Auf dem Weg der Besserung

Der Verletzte wurde von seinem Kollegen mit einem Taxi ins Spital Interlaken gebracht. Dort wurde er operiert und erholt sich nun von der Messerattacke. «Es geht mir besser», sagt der Patient, der auch ein mehrfacher Kranzschwinger ist und einst für die SVP als Grossrat und Gemeinderat kandidierte. Er konzentriere sich jetzt vor allem darauf, körperlich gesund zu werden. Seelisch lasse sich der Vorfall für ihn und für seine Familie «nicht so leicht verarbeiten».

Viel mehr wolle er zu dem Vorfall nicht mehr sagen. Er erklärt dann aber doch, dass er oft vor der Arbeit im Restaurant Waldrand sei, weil dieses bereits ab 6 Uhr offen habe. «Das Restaurant selber hat keinen schlechten Ruf, und in der Bar hinten war ich noch nie», sagt Karl Zingrich.

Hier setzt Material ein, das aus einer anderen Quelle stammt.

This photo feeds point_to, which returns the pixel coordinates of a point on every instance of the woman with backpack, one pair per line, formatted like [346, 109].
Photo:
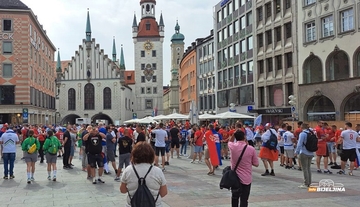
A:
[30, 146]
[153, 189]
[51, 147]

Mutmasslicher Täter in Haft

Noch in derselben Nacht wurden die beiden Angreifer verhaftet. Es handelt sich gemäss Blick um zwei Brüder aus Kosovo. Der 33-jährige Jeton R. wohnt in Därligen, sein Bruder Rasim ist 31-jährig. Die beiden scheinen keine Unbekannten zu sein. Ein Augenzeuge, der den Vorfall am Montagabend gesehen hat, erklärt gegenüber dieser Zeitung: «Sie sind der Polizei mindestens seit zehn Jahren bekannt und waren bestimmt schon mal im Gefängnis. Beide sind charakterlos, sehr aggressiv und unberechenbar.» Der Augenzeuge, der nicht mit Namen genannt werden möchte, kennt auch das Opfer. Diesen Mann beschreibt er als «äusserst friedliebend».

Am Donnerstag teilte die Polizei mit: «Nach dem Messerangriff auf einen Gast vor einem Restaurant in Interlaken vom Montagabend ist einer der beiden Inhaftierten freigelassen worden. Der mutmassliche Täter bleibt jedoch in Haft.» Die mutmassliche Tatwaffe habe sichergestellt werden können. Der ältere der Brüder wurde inzwischen aus der Haft entlassen. «Es ist davon auszugehen, dass er das Opfer nicht verletzt hat», erklärt die Polizei. Der mutmassliche Täter ist nicht geständig. Gegen ihn wurde beim Zwangsmassnahmengericht ein Antrag auf Anordnung von Untersuchungshaft gestellt. «Auch ist das Motiv der Tat nach wie vor unklar», informiert die Polizei.

«Es tut uns sehr leid»

Schockiert über die Tat ist nicht nur die Familie des Opfers, sondern auch diejenige der Täter. Ein Familienmitglied sagt gegenüber dieser Zeitung: «Es tut uns sehr, sehr leid, was passiert ist.» Es sei Alkohol im Spiel gewesen, doch das rechtfertige diese brutale Aktion in keiner Art und Weise. «Wir leiden unter dieser Tat», sagt die Angehörige. Die Familie erhalte viele Drohanrufe und werde beschimpft. «Wir sind nicht alle so gewalttätig und schlecht. Das sind einzelne Familienmitglieder, die nicht nur mit dem Alkohol Probleme haben, sondern auch mit der Psyche. Das, was sie getan haben, ist schrecklich und unentschuldbar», sagt die Verwandte.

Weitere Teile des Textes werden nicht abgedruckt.